Today's Times has a largely content-free profile of Rahm Emanuel. I'd certainly say it qualifies as a beat sweetener, but presumably it only counts if Rahm thinks so, and we don't get to know that. At any rate, it brings up a fairly important historical development: the end of the old dispute about whether a president should have a chief-of-staff.
Here's the story. When presidents began to have large staffs (really beginning with Truman), Democrats tried to emulate FDR's style by having a non-hierarchical White House structure. Eisenhower, the first Republican to serve with a large staff, imported his military structure, which entailed a chief of staff to run the White House. Ike took a lot of grief for supposedly delegating the power of the presidency to his staff, but Nixon and subsequent Republicans followed Ike's example.

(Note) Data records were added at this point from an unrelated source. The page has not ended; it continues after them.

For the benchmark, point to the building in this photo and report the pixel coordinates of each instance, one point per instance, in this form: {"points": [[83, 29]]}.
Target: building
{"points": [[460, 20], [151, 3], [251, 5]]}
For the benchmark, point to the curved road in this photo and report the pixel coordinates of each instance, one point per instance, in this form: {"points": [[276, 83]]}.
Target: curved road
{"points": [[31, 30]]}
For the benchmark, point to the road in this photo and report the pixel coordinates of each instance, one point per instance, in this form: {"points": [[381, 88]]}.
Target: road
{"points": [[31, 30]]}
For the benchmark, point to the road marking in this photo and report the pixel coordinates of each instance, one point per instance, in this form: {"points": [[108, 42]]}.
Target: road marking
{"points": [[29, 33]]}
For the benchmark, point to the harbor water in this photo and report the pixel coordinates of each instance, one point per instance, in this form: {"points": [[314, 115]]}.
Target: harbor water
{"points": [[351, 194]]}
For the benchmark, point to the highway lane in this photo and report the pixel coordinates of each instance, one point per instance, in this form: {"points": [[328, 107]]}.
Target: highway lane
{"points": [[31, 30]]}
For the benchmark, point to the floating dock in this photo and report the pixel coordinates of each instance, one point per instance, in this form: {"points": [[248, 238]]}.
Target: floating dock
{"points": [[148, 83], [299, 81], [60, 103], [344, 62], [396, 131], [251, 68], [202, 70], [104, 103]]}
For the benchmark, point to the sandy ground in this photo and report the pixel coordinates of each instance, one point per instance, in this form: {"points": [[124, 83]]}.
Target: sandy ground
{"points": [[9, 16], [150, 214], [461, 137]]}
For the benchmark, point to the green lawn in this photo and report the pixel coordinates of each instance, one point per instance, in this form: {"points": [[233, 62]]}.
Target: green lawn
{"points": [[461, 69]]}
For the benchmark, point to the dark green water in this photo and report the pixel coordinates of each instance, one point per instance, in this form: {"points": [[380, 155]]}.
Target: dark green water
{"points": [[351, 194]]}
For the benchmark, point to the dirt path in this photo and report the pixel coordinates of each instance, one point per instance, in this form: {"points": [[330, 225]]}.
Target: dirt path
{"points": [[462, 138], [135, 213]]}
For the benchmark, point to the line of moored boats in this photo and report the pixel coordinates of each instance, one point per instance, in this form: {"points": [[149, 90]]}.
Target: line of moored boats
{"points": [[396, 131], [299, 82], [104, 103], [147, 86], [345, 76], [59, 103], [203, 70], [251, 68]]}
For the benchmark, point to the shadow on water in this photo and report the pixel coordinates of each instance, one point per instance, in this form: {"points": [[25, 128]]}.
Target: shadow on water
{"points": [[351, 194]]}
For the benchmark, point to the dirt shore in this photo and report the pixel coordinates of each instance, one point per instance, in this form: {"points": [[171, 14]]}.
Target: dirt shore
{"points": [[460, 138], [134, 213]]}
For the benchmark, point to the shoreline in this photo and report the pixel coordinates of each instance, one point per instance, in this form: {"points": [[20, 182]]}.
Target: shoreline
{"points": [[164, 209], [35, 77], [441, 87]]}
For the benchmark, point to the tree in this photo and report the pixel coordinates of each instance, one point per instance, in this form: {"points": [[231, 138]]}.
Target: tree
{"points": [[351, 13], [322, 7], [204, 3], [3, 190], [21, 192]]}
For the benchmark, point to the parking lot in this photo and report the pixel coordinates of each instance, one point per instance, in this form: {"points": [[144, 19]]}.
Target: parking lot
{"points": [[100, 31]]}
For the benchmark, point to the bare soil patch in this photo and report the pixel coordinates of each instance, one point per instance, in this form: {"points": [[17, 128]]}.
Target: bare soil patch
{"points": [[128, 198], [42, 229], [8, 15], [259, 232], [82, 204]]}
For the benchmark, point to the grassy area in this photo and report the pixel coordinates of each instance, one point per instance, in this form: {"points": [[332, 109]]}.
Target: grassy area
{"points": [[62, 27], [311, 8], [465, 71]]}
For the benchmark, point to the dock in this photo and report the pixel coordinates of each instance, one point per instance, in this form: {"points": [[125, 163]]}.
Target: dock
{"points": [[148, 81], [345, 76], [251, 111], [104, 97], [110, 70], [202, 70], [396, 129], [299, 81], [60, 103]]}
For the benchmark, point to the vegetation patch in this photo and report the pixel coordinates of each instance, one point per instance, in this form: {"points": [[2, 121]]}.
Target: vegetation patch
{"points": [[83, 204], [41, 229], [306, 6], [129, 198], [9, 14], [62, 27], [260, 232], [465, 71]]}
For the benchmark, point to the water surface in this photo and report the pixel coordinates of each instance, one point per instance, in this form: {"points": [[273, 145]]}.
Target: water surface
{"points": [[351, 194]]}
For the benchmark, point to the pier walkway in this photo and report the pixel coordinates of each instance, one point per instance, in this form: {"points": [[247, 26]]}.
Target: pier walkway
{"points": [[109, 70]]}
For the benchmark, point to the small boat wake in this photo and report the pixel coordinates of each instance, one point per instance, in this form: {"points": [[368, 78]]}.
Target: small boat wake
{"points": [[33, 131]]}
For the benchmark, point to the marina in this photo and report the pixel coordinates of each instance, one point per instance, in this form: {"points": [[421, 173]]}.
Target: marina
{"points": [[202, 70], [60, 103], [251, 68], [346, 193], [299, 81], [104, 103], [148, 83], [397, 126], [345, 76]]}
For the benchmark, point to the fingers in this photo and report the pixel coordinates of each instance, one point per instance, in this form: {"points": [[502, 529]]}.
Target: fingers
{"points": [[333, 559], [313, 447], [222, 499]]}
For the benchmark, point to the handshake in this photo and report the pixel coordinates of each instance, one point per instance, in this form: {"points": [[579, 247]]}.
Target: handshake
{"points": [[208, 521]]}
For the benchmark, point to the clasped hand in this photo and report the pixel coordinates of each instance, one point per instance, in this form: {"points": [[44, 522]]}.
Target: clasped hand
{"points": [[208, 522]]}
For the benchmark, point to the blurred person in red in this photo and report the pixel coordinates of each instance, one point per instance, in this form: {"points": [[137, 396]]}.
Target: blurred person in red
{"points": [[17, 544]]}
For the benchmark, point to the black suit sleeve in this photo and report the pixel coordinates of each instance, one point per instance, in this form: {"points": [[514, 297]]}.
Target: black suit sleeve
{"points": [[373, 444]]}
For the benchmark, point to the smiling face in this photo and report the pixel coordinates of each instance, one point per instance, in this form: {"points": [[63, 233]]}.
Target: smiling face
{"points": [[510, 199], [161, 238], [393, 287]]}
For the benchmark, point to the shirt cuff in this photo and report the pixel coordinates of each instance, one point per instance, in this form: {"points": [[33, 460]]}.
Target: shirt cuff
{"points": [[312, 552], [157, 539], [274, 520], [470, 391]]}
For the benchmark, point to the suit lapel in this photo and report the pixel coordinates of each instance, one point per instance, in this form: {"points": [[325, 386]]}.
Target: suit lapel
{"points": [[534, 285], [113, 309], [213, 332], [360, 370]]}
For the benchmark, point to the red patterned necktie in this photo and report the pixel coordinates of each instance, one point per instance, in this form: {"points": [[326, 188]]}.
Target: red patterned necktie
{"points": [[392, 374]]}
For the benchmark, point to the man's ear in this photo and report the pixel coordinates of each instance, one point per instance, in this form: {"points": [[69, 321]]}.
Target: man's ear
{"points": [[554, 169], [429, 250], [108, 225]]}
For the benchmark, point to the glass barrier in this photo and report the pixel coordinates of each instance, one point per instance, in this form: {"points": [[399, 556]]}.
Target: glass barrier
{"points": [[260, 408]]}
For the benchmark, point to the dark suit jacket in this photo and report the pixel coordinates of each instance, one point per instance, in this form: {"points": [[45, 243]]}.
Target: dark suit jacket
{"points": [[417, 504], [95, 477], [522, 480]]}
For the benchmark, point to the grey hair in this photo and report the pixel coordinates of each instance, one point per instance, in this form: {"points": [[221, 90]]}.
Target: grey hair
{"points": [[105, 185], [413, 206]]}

Neither Kennedy nor Johnson had a chief of staff. Carter tried to go without one, but Hamilton Jordan became the de facto chief of staff. Clinton did begin his term with a chief of staff, but just barely; Mack McLarty was weak by design, with Clinton once again looking to the "spoke and wheels" FDR model. Like Carter, Clinton rapidly found this structure a disaster, and he upgraded the position by moving Leon Panetta over from OMB.
Which brings us to Obama, who is the first ever Democrat to begin his presidency with a proper chief of staff. Score one for Dwight Eisenhower, now the uncontested designer of the Presidential Branch.